Moving to a new state for me (Joe) meant I had to change everything. Getting a new name and address (Bertha) likewise required a long list of people to call, companies to notify, and government agencies to inform. We quickly learned why some senior couples decide to forego all that and just move in together! We don’t recommend that approach, but we have a better understanding of it.
Fifteen. Don’t be afraid to back out if you decide a) this is not God’s will or simply b) it’s not right. If you cannot see yourself married to that person for the rest of your life, and that means sharing with him/her in the most intimate of ways, it’s time to reconsider.

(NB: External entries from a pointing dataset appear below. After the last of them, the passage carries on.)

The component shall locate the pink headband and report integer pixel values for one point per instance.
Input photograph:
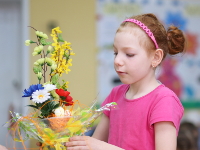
(145, 28)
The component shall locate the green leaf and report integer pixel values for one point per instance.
(37, 69)
(54, 79)
(33, 106)
(44, 42)
(56, 106)
(60, 38)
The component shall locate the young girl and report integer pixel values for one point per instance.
(149, 113)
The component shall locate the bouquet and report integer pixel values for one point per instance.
(53, 119)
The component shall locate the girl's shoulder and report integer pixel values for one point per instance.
(164, 91)
(120, 88)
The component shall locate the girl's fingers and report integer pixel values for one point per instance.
(77, 138)
(75, 143)
(77, 148)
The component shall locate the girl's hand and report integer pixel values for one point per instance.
(84, 143)
(3, 148)
(88, 143)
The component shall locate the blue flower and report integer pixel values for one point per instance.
(176, 19)
(31, 89)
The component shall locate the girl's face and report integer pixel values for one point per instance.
(132, 62)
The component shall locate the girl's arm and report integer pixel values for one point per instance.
(3, 148)
(165, 136)
(97, 142)
(102, 129)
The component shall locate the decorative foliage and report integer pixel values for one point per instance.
(53, 62)
(53, 119)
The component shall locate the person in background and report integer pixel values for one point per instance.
(188, 137)
(3, 148)
(149, 113)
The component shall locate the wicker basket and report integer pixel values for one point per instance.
(58, 124)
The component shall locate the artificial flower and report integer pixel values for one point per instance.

If you stay in a wrong relationship and head toward marriage–even when you know it’s not right and your heart is protesting!–because “I don’t want to hurt his feelings,” you are asking for big trouble. Better to hurt his feelings, if that’s what will happen, than to ruin both your lives. And yes, I think you can assume that breaking off the plans will end a good friendship. But doing the right thing is never wrong.
Sixteen. As a Christian, you will do many things by faith. This means you are obeying the Lord but without a full understanding of how something is going to work or what will be the outcome. Your first marriage, presumably decades ago, was a prime example of going on faith. The next one, in your senior years, will be no less of faith, although in different ways. Trust the Lord and obey Him and “He will bring it to pass.”
Seventeen. Since there is no definitive manual on how to merge the lives of two seniors that we know of, you may want to do what we did: when you find remarried seniors, pick their brains. Ask them for advice, what they learned, what they wish now they had known then. (In fact, some of the pointers above originated in just this way.) We ended up receiving a wealth of material from individuals who counsel with seniors, and even a copy of a prenuptial agreement from one couple.
Eighteen. Bertha reminds me to say that at this point in life, we are all probably better people than we were when we married the first time, in our youth. The trials in our past have made us stronger and changed us forever. So, this marriage will not be like the first, mostly because you are a different person from the one you were then.
Bertha suggests we end with Proverbs 16:3, and I agree completely. “Commit thy ways unto the Lord and He will establish your thoughts.”
God bless you–and yes, us too!–as we try to serve Him during the few days of our earthly lives.